Solve 6y2=17y-12
6y^2 - 17y + 12 = 0
(3y-4)(2y-3) = 0
now finish it off
6y^2 - 17y + 12 = 0
(3y - 4)(2y - 3) = 0
y = 4/3 or y = 3/2
I assume you would know how to factor this trinomial
To solve the equation 6y^2 = 17y - 12, we need to rearrange it in the form of a quadratic equation, which is ax^2 + bx + c = 0. In this case, we already have the equation in that form.
So, the first step is to set it equal to zero by subtracting 17y and adding 12 to both sides:
6y^2 - 17y + 12 = 0
Now, we can factor or use the quadratic formula to solve for y.
To factor the quadratic equation, we need to find two numbers that multiply to give us 6 * 12 = 72 and add up to -17 (the coefficient of the middle term).
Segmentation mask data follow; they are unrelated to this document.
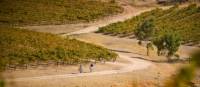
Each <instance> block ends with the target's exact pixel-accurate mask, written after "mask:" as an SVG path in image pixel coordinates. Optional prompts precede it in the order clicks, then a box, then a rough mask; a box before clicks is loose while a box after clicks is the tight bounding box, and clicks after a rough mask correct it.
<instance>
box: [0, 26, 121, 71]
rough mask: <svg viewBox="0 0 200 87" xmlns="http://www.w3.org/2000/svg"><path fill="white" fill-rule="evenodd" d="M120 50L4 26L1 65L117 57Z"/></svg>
mask: <svg viewBox="0 0 200 87" xmlns="http://www.w3.org/2000/svg"><path fill="white" fill-rule="evenodd" d="M116 57H117V54H115V53H113V52H111V51H109V50H108V49H105V48H103V47H100V46H96V45H92V44H89V43H85V42H81V41H78V40H75V39H70V38H65V39H64V38H61V37H59V36H56V35H53V34H48V33H39V32H33V31H28V30H22V29H14V28H8V27H0V66H1V67H2V68H4V67H3V66H6V65H23V64H29V63H35V62H38V61H40V62H48V61H54V62H60V61H63V62H65V63H66V64H78V63H82V62H88V61H90V60H97V61H100V60H102V59H103V60H106V61H111V60H115V59H116Z"/></svg>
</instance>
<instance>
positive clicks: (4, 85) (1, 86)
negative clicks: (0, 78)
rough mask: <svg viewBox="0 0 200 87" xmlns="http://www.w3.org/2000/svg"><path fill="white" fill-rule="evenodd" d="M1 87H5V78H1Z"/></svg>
mask: <svg viewBox="0 0 200 87" xmlns="http://www.w3.org/2000/svg"><path fill="white" fill-rule="evenodd" d="M0 87H5V83H4V81H3V80H1V79H0Z"/></svg>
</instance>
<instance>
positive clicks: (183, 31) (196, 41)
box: [97, 4, 200, 44]
mask: <svg viewBox="0 0 200 87" xmlns="http://www.w3.org/2000/svg"><path fill="white" fill-rule="evenodd" d="M148 18H153V19H154V20H155V30H156V35H155V36H160V35H163V34H164V33H166V32H169V31H173V32H177V33H179V34H180V36H181V37H182V40H183V41H184V42H185V43H188V42H195V43H196V44H198V43H199V42H200V41H199V40H200V29H199V28H200V20H199V19H200V7H198V6H196V5H194V4H192V5H190V6H188V7H184V8H179V7H178V6H174V7H172V8H170V9H167V10H162V9H158V8H157V9H154V10H152V11H148V12H144V13H142V14H141V15H139V16H136V17H133V18H131V19H128V20H126V21H124V22H118V23H113V24H110V25H108V26H105V27H101V28H100V29H99V31H97V32H99V33H105V34H110V35H123V36H129V35H133V34H134V32H135V30H136V29H137V28H138V26H139V25H140V24H141V23H143V22H144V21H145V20H146V19H148Z"/></svg>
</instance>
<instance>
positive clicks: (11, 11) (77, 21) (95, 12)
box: [0, 0, 122, 25]
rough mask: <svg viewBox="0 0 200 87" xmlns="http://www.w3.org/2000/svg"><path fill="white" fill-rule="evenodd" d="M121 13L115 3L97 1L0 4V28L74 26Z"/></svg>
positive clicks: (3, 2) (30, 0) (15, 2)
mask: <svg viewBox="0 0 200 87" xmlns="http://www.w3.org/2000/svg"><path fill="white" fill-rule="evenodd" d="M121 11H122V8H120V7H119V6H118V5H117V4H116V3H111V2H101V1H97V0H96V1H95V0H93V1H92V0H1V1H0V24H1V23H3V24H15V25H26V24H27V25H33V24H63V23H74V22H80V21H91V20H94V19H97V18H100V17H103V16H107V15H110V14H115V13H118V12H121Z"/></svg>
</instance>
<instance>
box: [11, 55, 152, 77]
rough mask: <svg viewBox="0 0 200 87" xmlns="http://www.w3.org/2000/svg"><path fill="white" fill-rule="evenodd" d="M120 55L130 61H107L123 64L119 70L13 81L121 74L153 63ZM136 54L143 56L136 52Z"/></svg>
mask: <svg viewBox="0 0 200 87" xmlns="http://www.w3.org/2000/svg"><path fill="white" fill-rule="evenodd" d="M118 55H119V57H121V58H123V59H125V60H127V61H129V62H130V63H119V62H107V63H109V64H114V65H118V66H122V68H121V69H118V70H105V71H98V72H91V73H78V74H63V75H48V76H39V77H25V78H15V79H12V81H26V80H38V79H58V78H72V77H80V76H95V75H107V74H119V73H126V72H132V71H134V70H142V69H146V68H148V67H149V66H150V65H152V63H151V62H149V61H145V60H141V59H136V58H132V55H125V54H123V53H120V52H118ZM134 55H135V56H141V55H137V54H134Z"/></svg>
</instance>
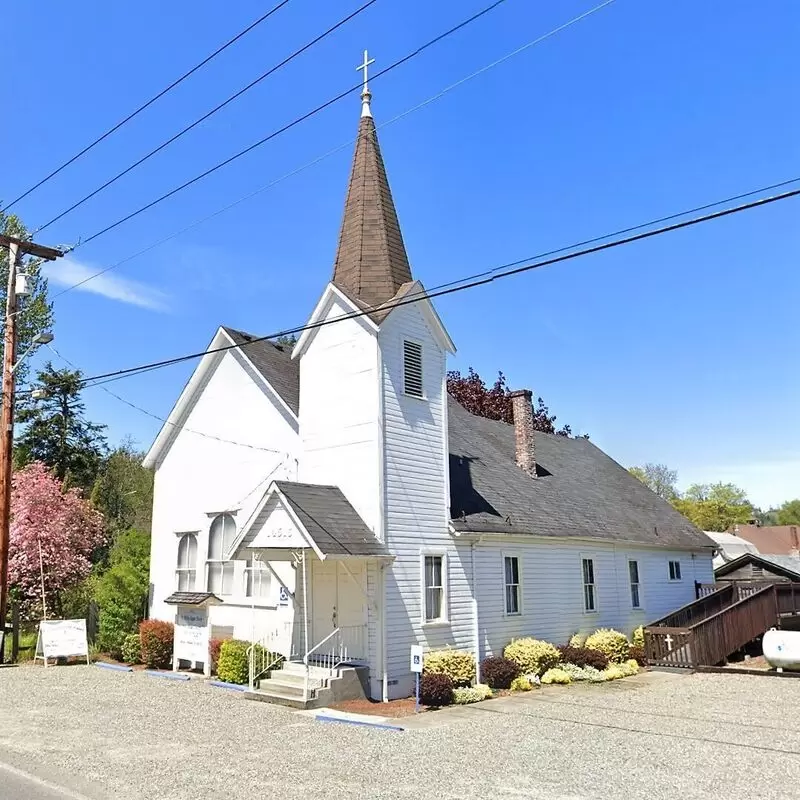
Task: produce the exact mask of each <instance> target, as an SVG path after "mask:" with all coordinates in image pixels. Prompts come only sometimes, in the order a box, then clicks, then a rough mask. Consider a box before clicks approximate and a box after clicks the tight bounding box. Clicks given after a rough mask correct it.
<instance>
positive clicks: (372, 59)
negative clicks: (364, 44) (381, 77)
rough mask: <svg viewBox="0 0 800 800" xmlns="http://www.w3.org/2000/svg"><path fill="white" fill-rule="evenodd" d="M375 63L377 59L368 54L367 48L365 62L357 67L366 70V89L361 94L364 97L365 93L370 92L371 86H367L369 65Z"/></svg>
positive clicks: (365, 83) (368, 93) (364, 60)
mask: <svg viewBox="0 0 800 800" xmlns="http://www.w3.org/2000/svg"><path fill="white" fill-rule="evenodd" d="M374 63H375V59H374V58H369V56H368V54H367V51H366V50H365V51H364V63H363V64H359V65H358V66H357V67H356V69H363V70H364V89H363V91H362V92H361V96H362V97H363V96H364V95H365V94H369V87H368V86H367V67H368V66H369V65H370V64H374Z"/></svg>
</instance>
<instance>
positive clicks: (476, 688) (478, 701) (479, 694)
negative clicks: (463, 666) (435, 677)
mask: <svg viewBox="0 0 800 800" xmlns="http://www.w3.org/2000/svg"><path fill="white" fill-rule="evenodd" d="M491 696H492V690H491V689H490V688H489V687H488V686H487V685H486V684H484V683H477V684H475V686H460V687H458V688H457V689H453V702H454V703H455V704H456V705H467V704H468V703H480V701H481V700H488V699H489V698H490V697H491Z"/></svg>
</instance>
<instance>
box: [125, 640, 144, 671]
mask: <svg viewBox="0 0 800 800" xmlns="http://www.w3.org/2000/svg"><path fill="white" fill-rule="evenodd" d="M122 660H123V661H124V662H125V663H126V664H141V663H142V640H141V637H140V636H139V634H138V633H129V634H128V635H127V636H126V637H125V641H124V642H123V643H122Z"/></svg>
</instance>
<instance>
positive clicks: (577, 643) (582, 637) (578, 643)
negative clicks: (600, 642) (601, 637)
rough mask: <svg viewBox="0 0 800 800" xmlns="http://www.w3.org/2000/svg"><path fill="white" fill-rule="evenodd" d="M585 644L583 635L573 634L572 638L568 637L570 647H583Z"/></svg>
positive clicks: (584, 639) (585, 640)
mask: <svg viewBox="0 0 800 800" xmlns="http://www.w3.org/2000/svg"><path fill="white" fill-rule="evenodd" d="M585 644H586V634H585V633H573V634H572V636H570V637H569V646H570V647H583V646H584V645H585Z"/></svg>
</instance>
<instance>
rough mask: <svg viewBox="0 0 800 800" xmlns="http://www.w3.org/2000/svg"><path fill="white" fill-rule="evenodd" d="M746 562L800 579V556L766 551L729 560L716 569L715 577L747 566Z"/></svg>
mask: <svg viewBox="0 0 800 800" xmlns="http://www.w3.org/2000/svg"><path fill="white" fill-rule="evenodd" d="M746 564H754V565H756V566H759V567H763V568H764V569H766V570H768V571H770V572H772V573H774V574H778V575H782V576H783V577H786V578H789V579H790V580H793V581H800V558H798V557H796V556H784V555H780V554H770V555H767V554H766V553H745V554H744V555H741V556H739V558H735V559H733V561H729V562H728V563H727V564H723V565H722V566H720V567H717V568H716V569H715V570H714V575H715V577H718V578H719V577H722V576H723V575H727V574H729V573H730V572H734V571H735V570H737V569H740V568H741V567H743V566H745V565H746Z"/></svg>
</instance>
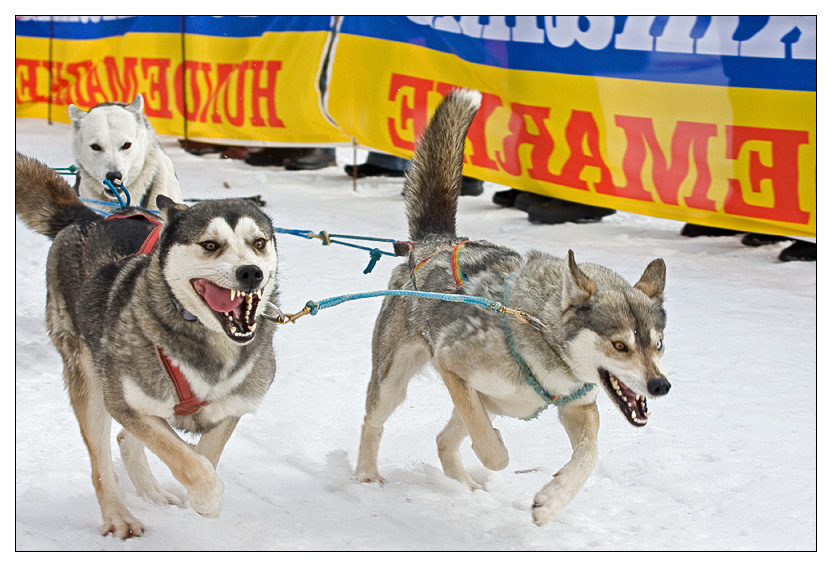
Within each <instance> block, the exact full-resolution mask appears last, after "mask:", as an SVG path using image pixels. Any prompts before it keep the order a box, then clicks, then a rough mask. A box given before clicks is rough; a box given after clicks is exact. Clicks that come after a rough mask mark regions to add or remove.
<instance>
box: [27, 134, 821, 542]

The two numbers that satisfy these conditions are -8 and -9. Therefore, we can factor the quadratic equation:
(2y - 3)(3y - 4) = 0
Now, we can set each factor equal to zero and solve for y:
2y - 3 = 0 OR 3y - 4 = 0
When we solve the first equation, we get:
2y = 3
y = 3/2
And when we solve the second equation, we get:
3y = 4
y = 4/3
So, the solutions to the equation 6y^2 = 17y - 12 are y = 3/2 and y = 4/3.